In particular, I enjoyed Anthony who peppered his act with short comic songs, whereas Graeme’s favourite was Hannah whose act revolved around her body image and growing up in Tasmania…. “Launceston… or Inceston, as call it…”
As we walked toward Oxford Street, we had the intention of calling into a pub where we know the two guys managing the place. They had both previously worked at the pub where we have Wednesday night drinks. Unfortunately, the pub was closed oddly early for a Saturday night.
And so we called in, and had a beer at The Taxi Club, one of Sydney’s truly unique venues with its combination of taxi drivers, gays, transvestites and transexuals. I don’t know how long it is since I’ve been there, but it must be several years. Located on three levels of a rather thin building on Flinders Street, we went straight to the middle level. As we walked up to the bar, I was almost affronted at how friendly the staff were. Unlike the sneering attitude of many Oxford Street bars – the ones where they hand you the change back on a plate – the staff genuinely seemed to be happy to serve us a couple of beers.
Over in the corner, there was a DJ playing a bunch of sing-a-long favourites, including Dolly Parton’s 9-5 and Spandau Ballet’s Gold who was having the time of his life. And so was the crowd which was a reasonably broad cross-section of the aforementioned taxi drivers, gays, transvestites and transexuals, along with a bunch of assorted others, all of whom were having a great time.

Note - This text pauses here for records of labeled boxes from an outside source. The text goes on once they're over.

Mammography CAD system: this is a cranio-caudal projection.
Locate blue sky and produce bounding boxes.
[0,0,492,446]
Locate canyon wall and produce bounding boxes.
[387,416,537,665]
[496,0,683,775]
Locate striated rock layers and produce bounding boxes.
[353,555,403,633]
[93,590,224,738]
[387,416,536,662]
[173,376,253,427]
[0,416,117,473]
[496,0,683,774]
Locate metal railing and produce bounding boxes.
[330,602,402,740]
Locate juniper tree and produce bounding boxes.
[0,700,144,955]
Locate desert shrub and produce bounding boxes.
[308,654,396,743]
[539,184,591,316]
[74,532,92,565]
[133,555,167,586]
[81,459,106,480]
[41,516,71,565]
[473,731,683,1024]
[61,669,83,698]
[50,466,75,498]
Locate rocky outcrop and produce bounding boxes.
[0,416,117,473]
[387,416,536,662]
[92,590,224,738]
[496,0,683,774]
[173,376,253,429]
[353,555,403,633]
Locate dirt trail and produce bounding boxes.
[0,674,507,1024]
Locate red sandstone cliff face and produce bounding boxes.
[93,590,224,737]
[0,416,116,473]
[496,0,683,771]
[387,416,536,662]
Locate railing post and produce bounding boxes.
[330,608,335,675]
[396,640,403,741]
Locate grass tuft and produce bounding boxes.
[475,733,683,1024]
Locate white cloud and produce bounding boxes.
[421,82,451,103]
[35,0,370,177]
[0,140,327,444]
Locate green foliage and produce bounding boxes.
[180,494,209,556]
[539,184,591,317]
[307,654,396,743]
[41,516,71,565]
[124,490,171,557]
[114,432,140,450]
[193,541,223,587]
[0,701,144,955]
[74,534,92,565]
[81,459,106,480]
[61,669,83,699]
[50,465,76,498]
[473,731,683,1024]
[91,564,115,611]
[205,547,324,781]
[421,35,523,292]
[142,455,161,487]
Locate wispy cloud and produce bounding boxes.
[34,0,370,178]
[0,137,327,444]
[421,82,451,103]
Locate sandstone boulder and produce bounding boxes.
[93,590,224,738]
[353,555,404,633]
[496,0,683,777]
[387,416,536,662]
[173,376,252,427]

From time to time we noted the odd person here and there furtively making their way into the club for their first “walk on the wild side”. There was a 30-something bloke with reddish blonde hair, for example, who Graeme quickly decided was “definitely looking for a tranny” who came in, had a drink, and left in an instant. I guess the Taxi Club isn’t for everyone. And as we finished our second drink, and as I asked Graeme if he would like another, his reply was short and simple. “I’d like another drink, but can we go to a more conventional gay bar?” Ah, life’s rich tapestry.